The amino acid profiles of guinea pig meat were analyzed using HPLC (Chromaster, Hitachi®, Japan) with a fluorescence detector (wavelength was fixed at 254 nm) and a reversed-phase column (300 × 3.9 mm, pore size 60 Å, Novapack Ci8, 4j, Waters) according to the method described by Heinrikson and Meredith [34], using (A) Sodium acetate 25 mM −0.02% NaOH and (B) Acetonitrile as solvents. The gradient was set as follows: 0–3 min linear gradient A:B (91:9) to A:B (86:14), 3–13 min A:B (86:14), 13–30 min linear gradient A:B (86–14) to (69:31), 30–35 min A:B (69:31). Samples were previously hydrolyzed with HCl 6 N for 24 h at 100 °C, and then derivatization was performed using Diethyl ethoxymethylenemalonate. For identification and quantitation, an external standard mix of analytical-grade amino acids from Sigma Aldrich was used.
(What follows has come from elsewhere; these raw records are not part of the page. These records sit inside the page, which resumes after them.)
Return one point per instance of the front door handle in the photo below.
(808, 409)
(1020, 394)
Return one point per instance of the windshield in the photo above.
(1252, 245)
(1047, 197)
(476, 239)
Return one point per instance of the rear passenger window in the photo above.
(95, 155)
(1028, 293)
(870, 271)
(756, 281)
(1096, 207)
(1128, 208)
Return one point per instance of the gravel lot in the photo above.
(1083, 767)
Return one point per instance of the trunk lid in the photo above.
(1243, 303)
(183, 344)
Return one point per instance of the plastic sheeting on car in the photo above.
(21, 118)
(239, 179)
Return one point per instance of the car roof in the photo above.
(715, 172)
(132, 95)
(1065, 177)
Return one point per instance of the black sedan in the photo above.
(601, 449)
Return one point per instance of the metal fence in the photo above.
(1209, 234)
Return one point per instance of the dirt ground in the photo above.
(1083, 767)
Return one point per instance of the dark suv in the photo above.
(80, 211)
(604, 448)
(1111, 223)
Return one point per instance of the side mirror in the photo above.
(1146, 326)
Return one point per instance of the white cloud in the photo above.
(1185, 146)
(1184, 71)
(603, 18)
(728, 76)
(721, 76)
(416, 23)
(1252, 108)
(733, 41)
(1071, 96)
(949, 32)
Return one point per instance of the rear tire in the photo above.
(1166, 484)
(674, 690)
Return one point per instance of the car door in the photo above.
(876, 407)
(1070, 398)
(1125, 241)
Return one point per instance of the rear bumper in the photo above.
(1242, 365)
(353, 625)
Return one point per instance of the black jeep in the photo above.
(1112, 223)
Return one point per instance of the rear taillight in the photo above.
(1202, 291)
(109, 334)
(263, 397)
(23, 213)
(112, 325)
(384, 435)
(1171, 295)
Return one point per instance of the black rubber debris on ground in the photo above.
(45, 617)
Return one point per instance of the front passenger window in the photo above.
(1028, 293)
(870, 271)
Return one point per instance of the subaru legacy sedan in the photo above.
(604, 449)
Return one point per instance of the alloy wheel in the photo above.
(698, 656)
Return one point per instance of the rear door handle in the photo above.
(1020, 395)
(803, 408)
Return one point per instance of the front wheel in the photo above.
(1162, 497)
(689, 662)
The mix contained Alanine, Arginine, Aspartic Acid, Cysteine, Glutamic Acid, Glycine, Histidine, Isoleucine, Leucine, Lysine, Methionine, Phenylalanine, Proline, Serine, Threonine, Tyrosine, and Valine.

2.7. Fatty Acids

Fat from meat samples (100 g) was extracted with chloroform (100 mL), methanol (200 mL), and water (100 mL). The extract was then filtered using Whatman N°1, transferred into a separatory funnel for 3 h, and filtered with Whatman N°41 and washed with 5 g of sodium sulfate (to remove water). After extraction, 50 mg of the fat sample was treated with 2.5 mL of petroleum ether, and saponification and methylation were performed using 0.25 mL of sodium hydroxide 2N in methanol and then neutralized with 0.3 mL of hydrochloric acid 2N in methanol. The fatty acid profile was then analyzed according to AOAC 996.06 using a GC (Autosystem XL, Perkin Elmer, Waltham, MA, USA) with a flame ionization detector (FID) and a 30 m × 0.25 mm × 0.25 µm Spelcowax-10 column (Supelco, SigmaAldrich, Saint-Louis, MO, USA). Fatty acid external standards (Sigma Aldrich) were used for quantification. The oven temperature was set from 160 °C to 230 °C in 65 min, split mode 100:1, with a 2 µL injection volume and hydrogen as the carrier gas.

2.8. Statistical Analyses

To analyze differences between treatments, ANOVA and Kruskal–Wallis tests were performed according to the normality of the regression residuals between the variables. Normality was assessed by Kolgomorov–Smirnov and Shapiro–Wilk tests, whilst homoscedasticity was assessed by Levene’s test. Those variables that showed heteroscedasticity were analyzed using Welch’s robust test of equality of means. The post hoc analysis was performed to analyze the specific differences between treatments: In data showing normality, using the Tukey SD, and in the case of no normality, using the Mann–Whitney U tests with the correction of Benjamini and Hochberg [35]. All statistical analyses were carried out using Statgraphics Centurion 18 software and the free software R version 4.0.2.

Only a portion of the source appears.